Even when she was alerted to the unusually large number of tickets being activated, she did not take immediate action. And when she discovered the theft, she not only failed to notify the police, she destroyed the video surveillance tapes and her files and records.

In her deposition testimony the Debtor indicated that she failed to call the police for cultural reasons. A debtor’s culture might be a factor in certain situations, such as where all parties share the same cultural understanding or the transaction itself has a cultural aspect. But that is not the case here. The Debtor entered into a contract with GLC to sell lottery tickets to the public in a commercial setting. Her subjective cultural beliefs about the role of the police are irrelevant given the nature of her business and the conduct at issue.

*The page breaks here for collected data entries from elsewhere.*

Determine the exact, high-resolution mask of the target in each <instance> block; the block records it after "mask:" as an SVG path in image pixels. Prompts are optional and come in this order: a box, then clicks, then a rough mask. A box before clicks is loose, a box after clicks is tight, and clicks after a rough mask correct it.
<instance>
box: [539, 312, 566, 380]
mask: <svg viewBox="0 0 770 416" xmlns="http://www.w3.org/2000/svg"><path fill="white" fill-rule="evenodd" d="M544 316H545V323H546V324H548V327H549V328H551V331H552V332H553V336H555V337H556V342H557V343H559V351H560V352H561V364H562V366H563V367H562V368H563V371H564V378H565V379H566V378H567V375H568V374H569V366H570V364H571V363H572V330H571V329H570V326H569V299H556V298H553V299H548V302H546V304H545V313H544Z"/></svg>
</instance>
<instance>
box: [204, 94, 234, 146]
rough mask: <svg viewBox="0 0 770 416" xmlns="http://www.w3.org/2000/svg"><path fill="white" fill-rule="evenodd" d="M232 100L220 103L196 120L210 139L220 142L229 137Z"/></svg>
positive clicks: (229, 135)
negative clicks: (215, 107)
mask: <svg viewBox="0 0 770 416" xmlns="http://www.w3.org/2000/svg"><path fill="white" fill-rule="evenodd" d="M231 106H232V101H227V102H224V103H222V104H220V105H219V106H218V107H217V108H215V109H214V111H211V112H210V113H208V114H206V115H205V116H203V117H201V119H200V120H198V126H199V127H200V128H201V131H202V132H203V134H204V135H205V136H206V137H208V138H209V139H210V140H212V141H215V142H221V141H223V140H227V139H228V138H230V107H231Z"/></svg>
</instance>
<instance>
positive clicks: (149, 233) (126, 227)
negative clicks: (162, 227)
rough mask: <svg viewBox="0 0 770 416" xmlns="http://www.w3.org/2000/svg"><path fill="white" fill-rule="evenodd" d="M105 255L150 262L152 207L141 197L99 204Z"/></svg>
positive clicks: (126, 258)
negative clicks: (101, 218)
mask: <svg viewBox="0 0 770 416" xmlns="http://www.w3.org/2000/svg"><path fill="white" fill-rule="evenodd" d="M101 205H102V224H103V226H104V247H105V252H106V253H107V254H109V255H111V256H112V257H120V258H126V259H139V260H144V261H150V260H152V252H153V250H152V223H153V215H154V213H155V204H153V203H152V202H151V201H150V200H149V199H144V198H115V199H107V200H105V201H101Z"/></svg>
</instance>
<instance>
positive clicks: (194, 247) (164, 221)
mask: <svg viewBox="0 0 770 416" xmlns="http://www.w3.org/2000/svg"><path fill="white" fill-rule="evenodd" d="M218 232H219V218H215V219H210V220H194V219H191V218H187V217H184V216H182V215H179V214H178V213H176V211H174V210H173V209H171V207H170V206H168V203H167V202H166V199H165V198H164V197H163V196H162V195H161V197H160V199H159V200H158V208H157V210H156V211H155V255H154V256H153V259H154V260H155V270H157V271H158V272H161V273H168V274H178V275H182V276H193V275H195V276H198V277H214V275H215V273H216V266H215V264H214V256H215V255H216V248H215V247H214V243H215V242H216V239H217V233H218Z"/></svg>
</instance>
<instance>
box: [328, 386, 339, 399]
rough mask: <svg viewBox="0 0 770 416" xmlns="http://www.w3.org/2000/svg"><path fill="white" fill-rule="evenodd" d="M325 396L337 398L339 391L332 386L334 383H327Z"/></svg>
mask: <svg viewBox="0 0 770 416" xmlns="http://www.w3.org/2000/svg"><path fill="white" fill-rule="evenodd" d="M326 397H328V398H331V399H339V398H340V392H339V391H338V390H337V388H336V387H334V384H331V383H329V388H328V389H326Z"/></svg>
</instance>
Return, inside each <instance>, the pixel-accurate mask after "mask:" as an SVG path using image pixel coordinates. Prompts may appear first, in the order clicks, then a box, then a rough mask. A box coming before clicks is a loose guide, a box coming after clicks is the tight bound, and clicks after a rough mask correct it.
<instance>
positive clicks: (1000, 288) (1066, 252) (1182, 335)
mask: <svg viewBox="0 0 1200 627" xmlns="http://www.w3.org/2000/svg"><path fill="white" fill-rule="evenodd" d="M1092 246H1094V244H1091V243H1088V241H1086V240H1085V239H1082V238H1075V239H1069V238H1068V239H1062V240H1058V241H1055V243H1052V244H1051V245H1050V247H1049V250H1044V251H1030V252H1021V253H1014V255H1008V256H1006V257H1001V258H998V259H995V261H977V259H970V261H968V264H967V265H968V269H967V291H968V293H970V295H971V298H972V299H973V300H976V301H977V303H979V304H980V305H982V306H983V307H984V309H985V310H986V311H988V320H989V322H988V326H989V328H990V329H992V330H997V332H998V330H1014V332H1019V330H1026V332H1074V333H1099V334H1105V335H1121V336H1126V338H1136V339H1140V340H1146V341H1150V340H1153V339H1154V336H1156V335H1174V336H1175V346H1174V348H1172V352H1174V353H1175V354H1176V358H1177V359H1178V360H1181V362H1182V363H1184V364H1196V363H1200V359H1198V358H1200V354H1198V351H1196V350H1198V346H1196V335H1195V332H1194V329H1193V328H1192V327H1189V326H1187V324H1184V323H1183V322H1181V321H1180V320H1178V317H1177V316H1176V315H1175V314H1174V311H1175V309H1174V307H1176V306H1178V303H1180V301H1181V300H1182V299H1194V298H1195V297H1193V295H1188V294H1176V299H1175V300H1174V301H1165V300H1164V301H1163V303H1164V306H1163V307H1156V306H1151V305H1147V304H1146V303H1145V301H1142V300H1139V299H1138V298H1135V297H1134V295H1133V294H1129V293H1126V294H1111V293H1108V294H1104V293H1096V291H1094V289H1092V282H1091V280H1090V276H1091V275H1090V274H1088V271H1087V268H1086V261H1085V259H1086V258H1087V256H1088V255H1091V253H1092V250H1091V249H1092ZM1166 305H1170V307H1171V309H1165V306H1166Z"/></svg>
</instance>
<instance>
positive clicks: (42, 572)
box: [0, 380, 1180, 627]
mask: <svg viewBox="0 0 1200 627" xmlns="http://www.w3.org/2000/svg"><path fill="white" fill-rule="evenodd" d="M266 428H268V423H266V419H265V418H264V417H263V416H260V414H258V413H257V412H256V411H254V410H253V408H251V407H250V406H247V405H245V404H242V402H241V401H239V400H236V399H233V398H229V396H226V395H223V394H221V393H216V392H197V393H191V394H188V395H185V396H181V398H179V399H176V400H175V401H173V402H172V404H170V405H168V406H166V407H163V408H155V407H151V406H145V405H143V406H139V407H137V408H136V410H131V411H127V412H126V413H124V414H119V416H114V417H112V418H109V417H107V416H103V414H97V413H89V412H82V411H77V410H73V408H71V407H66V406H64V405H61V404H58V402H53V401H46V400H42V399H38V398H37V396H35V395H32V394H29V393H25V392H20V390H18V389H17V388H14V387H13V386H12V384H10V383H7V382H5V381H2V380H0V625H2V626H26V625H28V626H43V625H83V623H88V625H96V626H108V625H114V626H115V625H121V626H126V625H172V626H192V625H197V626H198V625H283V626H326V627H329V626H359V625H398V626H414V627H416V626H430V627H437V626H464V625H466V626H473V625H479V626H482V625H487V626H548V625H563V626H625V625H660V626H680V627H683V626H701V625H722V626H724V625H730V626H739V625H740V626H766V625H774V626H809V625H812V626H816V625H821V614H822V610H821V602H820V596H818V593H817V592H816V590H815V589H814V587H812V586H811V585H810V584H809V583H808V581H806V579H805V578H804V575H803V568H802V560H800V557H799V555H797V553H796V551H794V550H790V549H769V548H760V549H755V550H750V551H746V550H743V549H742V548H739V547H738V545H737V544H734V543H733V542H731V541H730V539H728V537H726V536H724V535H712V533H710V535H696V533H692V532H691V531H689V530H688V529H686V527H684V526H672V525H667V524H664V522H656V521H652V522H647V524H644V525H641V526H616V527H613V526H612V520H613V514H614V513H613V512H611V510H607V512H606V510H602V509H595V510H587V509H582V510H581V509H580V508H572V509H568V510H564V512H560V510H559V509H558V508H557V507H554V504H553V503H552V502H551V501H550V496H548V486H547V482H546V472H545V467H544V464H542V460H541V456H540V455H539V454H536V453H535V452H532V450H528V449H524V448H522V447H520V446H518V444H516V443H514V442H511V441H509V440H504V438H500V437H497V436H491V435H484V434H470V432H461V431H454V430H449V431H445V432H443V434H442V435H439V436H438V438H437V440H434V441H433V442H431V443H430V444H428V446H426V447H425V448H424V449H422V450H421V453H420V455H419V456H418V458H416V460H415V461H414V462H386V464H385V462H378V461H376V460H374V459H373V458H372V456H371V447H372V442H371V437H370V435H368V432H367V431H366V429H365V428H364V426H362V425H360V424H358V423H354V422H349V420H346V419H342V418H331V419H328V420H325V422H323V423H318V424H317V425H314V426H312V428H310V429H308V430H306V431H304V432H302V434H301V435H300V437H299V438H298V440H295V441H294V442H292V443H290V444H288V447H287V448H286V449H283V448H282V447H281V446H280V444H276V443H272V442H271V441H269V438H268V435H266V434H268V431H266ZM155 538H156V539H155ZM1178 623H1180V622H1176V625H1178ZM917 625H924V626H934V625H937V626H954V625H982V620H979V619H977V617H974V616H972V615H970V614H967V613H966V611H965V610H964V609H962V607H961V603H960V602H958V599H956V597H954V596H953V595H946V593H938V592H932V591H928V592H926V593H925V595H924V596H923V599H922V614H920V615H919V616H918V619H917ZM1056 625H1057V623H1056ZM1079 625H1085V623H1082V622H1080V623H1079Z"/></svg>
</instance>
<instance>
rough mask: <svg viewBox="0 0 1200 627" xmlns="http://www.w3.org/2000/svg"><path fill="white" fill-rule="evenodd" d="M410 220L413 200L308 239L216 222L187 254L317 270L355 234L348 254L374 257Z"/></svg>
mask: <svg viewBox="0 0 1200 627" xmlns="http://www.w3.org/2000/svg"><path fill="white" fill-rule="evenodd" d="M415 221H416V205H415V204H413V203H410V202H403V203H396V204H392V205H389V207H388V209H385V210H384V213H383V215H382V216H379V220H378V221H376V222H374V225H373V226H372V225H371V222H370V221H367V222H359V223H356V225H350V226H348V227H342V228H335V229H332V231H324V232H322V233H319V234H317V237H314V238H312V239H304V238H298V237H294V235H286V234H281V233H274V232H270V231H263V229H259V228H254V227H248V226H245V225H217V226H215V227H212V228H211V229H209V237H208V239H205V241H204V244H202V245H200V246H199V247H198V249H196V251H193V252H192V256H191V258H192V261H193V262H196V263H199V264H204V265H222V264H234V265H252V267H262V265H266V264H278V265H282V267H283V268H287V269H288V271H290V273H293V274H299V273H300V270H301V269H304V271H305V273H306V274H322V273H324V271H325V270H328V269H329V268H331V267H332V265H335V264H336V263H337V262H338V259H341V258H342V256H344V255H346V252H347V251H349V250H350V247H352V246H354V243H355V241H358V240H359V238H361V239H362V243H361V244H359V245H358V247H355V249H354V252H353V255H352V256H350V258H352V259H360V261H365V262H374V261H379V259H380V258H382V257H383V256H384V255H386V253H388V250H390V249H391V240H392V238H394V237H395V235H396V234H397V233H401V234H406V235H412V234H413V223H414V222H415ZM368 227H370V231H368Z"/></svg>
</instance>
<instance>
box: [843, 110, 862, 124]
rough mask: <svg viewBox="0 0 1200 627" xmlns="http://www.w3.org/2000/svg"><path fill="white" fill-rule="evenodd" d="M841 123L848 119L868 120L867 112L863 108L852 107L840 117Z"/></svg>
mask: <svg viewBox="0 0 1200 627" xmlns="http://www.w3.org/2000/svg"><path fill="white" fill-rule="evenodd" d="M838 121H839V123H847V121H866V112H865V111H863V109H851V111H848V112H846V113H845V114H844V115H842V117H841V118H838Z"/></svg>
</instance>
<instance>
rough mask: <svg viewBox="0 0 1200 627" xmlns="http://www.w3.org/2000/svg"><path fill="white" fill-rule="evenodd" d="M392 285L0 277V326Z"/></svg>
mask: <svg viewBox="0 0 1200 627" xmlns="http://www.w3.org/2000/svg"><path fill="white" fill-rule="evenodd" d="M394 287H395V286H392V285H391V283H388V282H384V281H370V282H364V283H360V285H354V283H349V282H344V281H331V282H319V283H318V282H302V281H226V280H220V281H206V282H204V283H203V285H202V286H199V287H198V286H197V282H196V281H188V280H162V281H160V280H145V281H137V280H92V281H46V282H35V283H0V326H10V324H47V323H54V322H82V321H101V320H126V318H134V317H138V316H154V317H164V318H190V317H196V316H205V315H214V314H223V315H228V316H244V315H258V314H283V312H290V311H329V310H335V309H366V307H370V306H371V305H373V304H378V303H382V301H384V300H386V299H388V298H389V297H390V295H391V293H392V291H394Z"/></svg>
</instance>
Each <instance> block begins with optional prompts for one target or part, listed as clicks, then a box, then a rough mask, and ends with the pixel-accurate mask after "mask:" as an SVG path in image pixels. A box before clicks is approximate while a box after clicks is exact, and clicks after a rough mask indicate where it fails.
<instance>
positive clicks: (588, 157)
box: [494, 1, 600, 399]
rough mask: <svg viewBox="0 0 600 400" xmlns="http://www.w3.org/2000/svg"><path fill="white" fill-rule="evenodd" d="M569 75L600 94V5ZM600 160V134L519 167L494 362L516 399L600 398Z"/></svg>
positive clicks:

While the Court is sympathetic to the stress the Debtor experienced in balancing a pregnancy and care of a newborn with the operation of a business, her conduct was such a gross deviation from the standard of conduct necessary to operate as a lottery retailer, the Court cannot reach any other conclusion than the failure to account for the lottery proceeds constitutes a defalcation while acting in a fiduciary capacity. Based on the foregoing, it is

ORDERED that the Plaintiffs motion for summary judgment is granted. The debt owed to the GLC in the amount of $30,784.07 is excepted from discharge pursuant to 11 U.S.C. § 523(a)(4).

IT IS ORDERED

. Paragraph 23 of the GLC’s Statement of Material Facts refers to "J & M Food Mart, LLC d/b/a Shell Food Mart.” This appears to be an error because the included citation reference to Doc. 14-3, Exh. A, Affidavit of James Session, ¶ 26, accurately refers to “Tran Huynh, LLC.”

. Doc. 14-5, Doc. 14-6, Exhibits C and D.

. Doc. 14-11, Exhibit I, hereinafter Deposition or "Dep.”